Sugar Geek Show says
Sure thing! I'd recommend using almond extract instead of vanilla though 🙂
Catherine Malec says
I made this cake for my daughter-in-law's birthday. I have used your recipes before and they always turn out to be winners. This won was just as fabulous! The crumb of this cake is so velvety soft and it tastes so good by itself. I really liked the cream frosting, I did have a tad but of trouble with it though, it was a little too wet for me. I was going with simple berry decorations like your example, but would have liked the frosting to be a little firmer. I will give it another try though because the taste was very good. I did read some of your comments later and wish I would have before making the frosting, I will try to replace some of the butter for shortening next time to see if it sets a bit firmer. Thanks for sharing, this cake was already requested by my husband for his birthday and he is hard to impress because he eats a lot of my cake experiments.
Ginger says
This cake is delicious!! I've made it like 4 times these past 6 months and its so good!! I need your opinion please- could I use all raspberries for the jam filling for this cake? Would it still taste as delicious? OR- do you have a wonderful raspberry filling white cake recipe? Any suggestions? Hope to hear from you🙂
Sugar Geek Show says
Thank you so much, I'm so glad you like the recipe! You definitely can use all raspberries for the filling, I have a recipe here if you'd like: https://sugargeekshow.com/recipe/raspberry-filling/ I also have a white cake recipe if you want to try that instead of the vanilla one to switch things up.
Houston Mom says
Amazing recipe!! Flavor was just out of this world. I made extra cream so my kids basically ate it out of the bowl with all the fruit we had at home. The rest was for the cake and it truly was spectacular. Presentation wise and taste wise. Thank you!
Jennifer says
I made this today!!! Was pretty work intensive and my only criticism is that the 45 minute time is a little misleading. I spent 5 hrs in total on this cake with the layers chilling etc. but it turned out amazing!!!!!! I loved it and so did my family!!!! Would be so fun to make this on July 4th! It looks patriotic with all the beautiful berries! 🫐🍓
Krissy says
I love the subtle almond taste of this cake, even better than the whole foods one!! Thank you Liz!!
Swati Ghosh says
This is an amazing recipe!!!!! I use Liz's reverse cream recipe for the cake instead of this one.

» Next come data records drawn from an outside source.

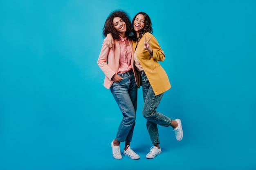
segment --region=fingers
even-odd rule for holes
[[[146,36],[145,36],[146,37]],[[149,39],[148,39],[148,41],[147,41],[147,42],[148,43],[149,42],[149,41],[150,41],[150,40],[151,39],[152,37],[150,37],[150,38],[149,38]]]

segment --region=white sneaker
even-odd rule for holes
[[[158,149],[156,146],[152,146],[150,148],[150,152],[146,155],[146,157],[148,159],[154,158],[157,155],[161,153],[161,148]]]
[[[139,159],[139,156],[130,147],[130,146],[127,145],[128,149],[125,150],[124,150],[124,155],[130,157],[132,159]]]
[[[112,148],[112,153],[113,157],[117,159],[122,159],[122,155],[120,152],[120,146],[114,146],[114,141],[111,142],[111,148]]]
[[[177,128],[173,129],[173,131],[175,133],[176,139],[177,141],[180,141],[183,137],[183,131],[182,131],[182,127],[181,126],[181,121],[179,119],[175,120],[178,123],[178,126]]]

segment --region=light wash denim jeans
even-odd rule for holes
[[[110,91],[124,117],[119,125],[116,139],[119,142],[130,142],[136,118],[138,88],[132,70],[118,74],[124,79],[120,82],[114,82]]]
[[[157,96],[155,95],[145,72],[141,72],[140,76],[142,81],[144,99],[142,114],[143,117],[147,119],[147,128],[152,144],[154,145],[157,145],[160,144],[157,124],[168,127],[171,122],[171,119],[156,110],[164,95],[164,93]]]

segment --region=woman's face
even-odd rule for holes
[[[126,31],[126,24],[122,18],[119,17],[114,18],[113,19],[113,24],[114,28],[120,35],[125,35],[125,32]]]
[[[138,14],[136,16],[133,22],[133,28],[136,32],[139,32],[145,26],[145,18],[141,14]]]

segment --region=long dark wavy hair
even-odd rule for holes
[[[113,19],[115,17],[119,17],[122,18],[126,25],[126,31],[125,32],[127,38],[131,39],[132,25],[129,15],[124,11],[121,10],[114,11],[111,12],[107,18],[103,28],[103,35],[106,37],[109,33],[112,34],[114,40],[119,40],[121,39],[118,32],[114,27]]]
[[[135,15],[135,16],[132,19],[132,26],[133,25],[133,23],[134,23],[134,21],[135,20],[136,17],[139,14],[142,14],[144,16],[144,18],[145,18],[145,25],[144,26],[144,27],[139,31],[139,37],[137,37],[137,34],[136,33],[136,31],[134,30],[134,28],[132,26],[132,32],[133,35],[132,37],[132,40],[134,41],[139,40],[142,37],[142,35],[146,32],[148,32],[150,33],[153,33],[153,29],[151,26],[151,20],[150,20],[150,18],[149,18],[148,15],[144,12],[140,12]]]

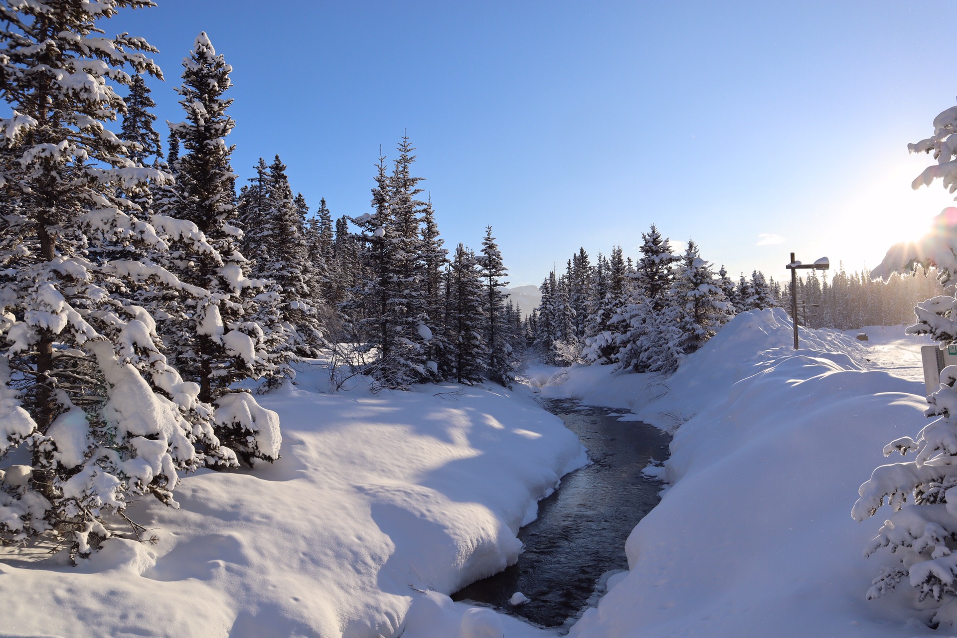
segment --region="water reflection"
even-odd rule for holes
[[[582,409],[568,401],[544,405],[578,435],[592,464],[566,476],[561,489],[539,503],[538,519],[519,533],[525,551],[516,564],[453,598],[558,627],[585,606],[602,574],[628,569],[625,539],[657,504],[660,489],[641,471],[652,458],[667,457],[671,437],[644,423],[618,422],[605,408]],[[531,601],[509,605],[517,591]]]

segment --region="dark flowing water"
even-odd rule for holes
[[[592,463],[565,476],[561,488],[539,502],[539,517],[519,532],[525,549],[516,564],[452,598],[558,627],[582,610],[603,574],[628,569],[625,539],[657,504],[661,487],[641,471],[653,458],[667,458],[671,437],[641,422],[607,416],[615,410],[583,409],[572,401],[543,405],[578,435]],[[509,605],[517,591],[531,601]]]

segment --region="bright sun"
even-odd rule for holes
[[[844,255],[852,269],[866,263],[877,266],[887,249],[902,241],[914,241],[931,231],[934,218],[951,208],[951,224],[957,223],[953,195],[939,183],[915,190],[911,182],[930,164],[926,156],[910,156],[889,166],[857,194],[835,207],[834,231],[829,232],[833,253]]]

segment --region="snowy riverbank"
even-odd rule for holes
[[[298,383],[261,398],[282,419],[277,463],[188,474],[179,511],[131,508],[155,544],[107,540],[78,567],[6,552],[0,635],[392,636],[415,589],[513,561],[537,499],[585,461],[522,391]]]
[[[857,523],[851,506],[874,468],[893,461],[883,446],[926,422],[915,353],[929,342],[902,328],[865,332],[870,341],[802,330],[795,354],[782,311],[752,312],[667,388],[594,367],[546,382],[546,396],[683,423],[663,473],[671,487],[628,540],[630,573],[571,636],[936,635],[893,600],[865,600],[891,560],[863,559],[880,517]]]
[[[862,558],[879,523],[855,522],[851,506],[882,447],[925,421],[926,341],[868,332],[802,331],[795,354],[781,311],[752,312],[663,383],[529,370],[545,396],[683,424],[671,485],[628,540],[631,571],[571,636],[935,635],[864,599],[889,560]],[[514,560],[536,499],[584,460],[561,421],[522,388],[326,386],[312,369],[263,398],[283,422],[275,465],[188,475],[180,511],[140,506],[155,544],[111,540],[77,568],[7,554],[0,635],[473,638],[496,624],[506,638],[555,635],[438,592]]]

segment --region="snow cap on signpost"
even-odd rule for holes
[[[802,264],[794,258],[794,253],[791,253],[790,262],[785,268],[790,271],[790,319],[794,324],[794,349],[798,350],[800,348],[797,341],[797,269],[810,268],[815,271],[826,271],[831,268],[831,260],[827,257],[821,257],[812,264]]]

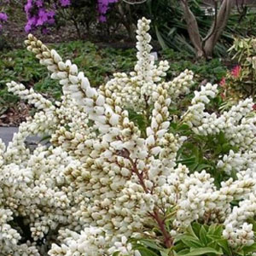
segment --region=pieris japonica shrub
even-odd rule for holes
[[[7,84],[38,112],[20,124],[6,148],[0,144],[0,255],[255,251],[253,101],[221,115],[209,113],[218,85],[207,84],[181,116],[171,114],[193,85],[193,73],[165,80],[168,62],[156,64],[150,55],[149,23],[138,21],[134,70],[113,74],[98,89],[71,61],[28,36],[28,50],[62,84],[63,96],[51,102],[23,84]],[[127,109],[144,125],[131,121]],[[184,125],[187,137],[176,129]],[[30,135],[49,135],[49,143],[27,148]],[[217,172],[207,165],[192,172],[183,145],[218,137],[232,149],[212,153],[211,146],[202,152]],[[218,180],[218,173],[225,175]]]

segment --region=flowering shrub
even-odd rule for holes
[[[3,29],[3,23],[6,22],[8,20],[8,15],[4,12],[0,13],[0,31]]]
[[[169,108],[189,91],[193,73],[185,70],[165,81],[169,65],[154,63],[148,30],[149,20],[140,20],[134,71],[115,73],[99,89],[71,61],[28,36],[28,50],[62,84],[63,96],[53,103],[33,89],[8,84],[38,112],[20,125],[7,148],[0,144],[1,254],[255,252],[253,101],[210,113],[218,86],[207,84],[182,116],[172,115]],[[131,121],[127,109],[139,118]],[[50,135],[49,143],[30,150],[25,139],[36,134]],[[220,181],[207,165],[193,172],[183,159],[185,141],[202,137],[232,148],[203,152],[218,173],[225,173]]]
[[[255,97],[256,84],[256,38],[236,38],[230,51],[235,51],[233,59],[238,65],[223,78],[223,96],[230,102],[252,96]]]
[[[67,8],[70,6],[76,7],[76,5],[79,5],[81,11],[81,4],[78,4],[78,3],[75,2],[81,2],[83,7],[88,5],[88,3],[83,3],[83,1],[27,0],[25,5],[25,11],[27,19],[27,23],[25,26],[26,32],[29,32],[38,27],[41,27],[43,32],[45,32],[48,25],[53,25],[55,23],[55,13],[59,9]],[[109,4],[116,2],[118,2],[118,0],[97,1],[100,21],[106,21],[106,14],[109,8]],[[73,17],[73,19],[74,19],[74,17]]]

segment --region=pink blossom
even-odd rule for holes
[[[7,21],[8,15],[6,13],[0,13],[0,21]]]
[[[225,86],[225,84],[226,84],[226,79],[222,78],[222,79],[219,82],[219,85],[224,87],[224,86]]]
[[[239,65],[236,65],[230,72],[231,75],[234,78],[238,78],[241,72],[241,67]]]

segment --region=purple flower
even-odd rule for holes
[[[71,1],[70,0],[59,0],[61,5],[62,7],[69,6],[71,5]]]
[[[5,13],[0,13],[0,21],[7,21],[8,15]]]
[[[38,7],[43,7],[44,6],[44,1],[43,0],[37,0],[36,4]]]

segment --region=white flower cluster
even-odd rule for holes
[[[22,84],[8,84],[40,111],[20,125],[7,148],[0,143],[1,255],[139,256],[129,238],[156,236],[156,227],[161,236],[155,239],[171,247],[173,237],[196,220],[224,224],[230,244],[254,241],[246,218],[256,213],[255,125],[254,118],[247,117],[252,101],[218,117],[205,106],[217,85],[195,92],[181,120],[199,134],[223,131],[240,147],[242,167],[236,169],[237,180],[230,178],[220,189],[206,171],[189,174],[176,162],[184,137],[169,131],[168,108],[189,91],[193,73],[163,81],[168,64],[154,64],[148,29],[149,20],[138,21],[135,71],[130,77],[115,74],[98,90],[75,64],[29,35],[28,49],[63,85],[64,96],[53,104]],[[147,114],[144,133],[129,119],[126,108]],[[29,150],[24,142],[31,134],[50,135],[50,144]],[[233,155],[220,156],[219,168],[236,168]],[[232,208],[230,202],[241,199]],[[175,219],[169,232],[171,208]]]

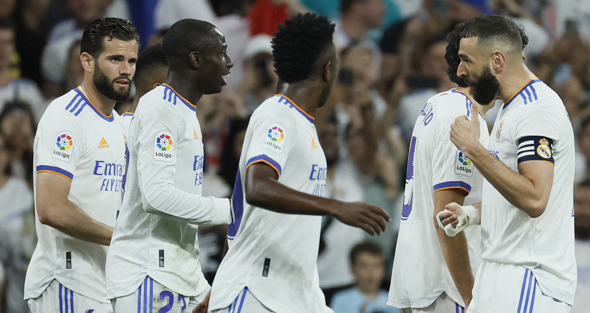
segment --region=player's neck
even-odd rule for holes
[[[500,81],[500,89],[498,91],[498,94],[504,102],[532,79],[537,78],[527,68],[524,63],[513,66],[507,65],[506,69],[507,72],[498,79]]]
[[[82,87],[84,95],[96,107],[96,109],[106,116],[111,115],[117,101],[109,99],[101,94],[94,86],[91,78],[84,75],[80,86]]]
[[[455,89],[457,91],[460,91],[463,94],[465,94],[465,95],[467,96],[467,98],[468,98],[469,99],[471,100],[472,102],[476,102],[475,99],[473,98],[473,96],[471,95],[471,90],[470,87],[459,86],[459,87],[456,87]],[[481,105],[481,104],[480,104],[480,105],[479,106],[479,112],[481,114],[481,116],[484,116],[484,118],[486,117],[486,113],[487,112],[487,111],[489,111],[490,109],[494,107],[494,103],[495,102],[496,102],[496,99],[494,99],[494,100],[493,100],[491,102],[490,102],[487,105]]]
[[[195,105],[203,96],[195,88],[194,80],[187,79],[186,75],[181,73],[168,72],[168,76],[164,84],[172,87],[176,94]]]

My family prefers a little less sugar, which I reduce about 1/4 cup each for the frosting and the cake. Both come out amazing. LOVE LOVE LOVE this one. Thank you for sharing this recipe!
Ginger Brown says
Any way you have a pink drip recipe I could use to put on top of frosting?
Sugar Geek Show says
Yes! My favorite is this water ganache recipe with a few drops of electric pink food coloring from Americolor 🙂
Veronica A. says
Hi Liz! I'm going to make this cake and just watched your video and was wondering after you did the crumb coat and refrigerated it...did you also refrigerate the frosting?
Elizabeth Marek says
No I did not
Ellen says
I made this cake a few weeks ago. My friends told me it was the best cake I ever made and I bake a lot and have been for many years. The cream is amazing and I use it for other cakes and desserts! Thank you!
LINDA says
I just made the Chantilly Cream Frosting using less powdered sugar for another cake. I do not like sweet frosting and this was perfect for a lemon cake.
We enjoyed the frosting so much and now I can't wait to make your Berry Chantilly Cake for a friend's birthday.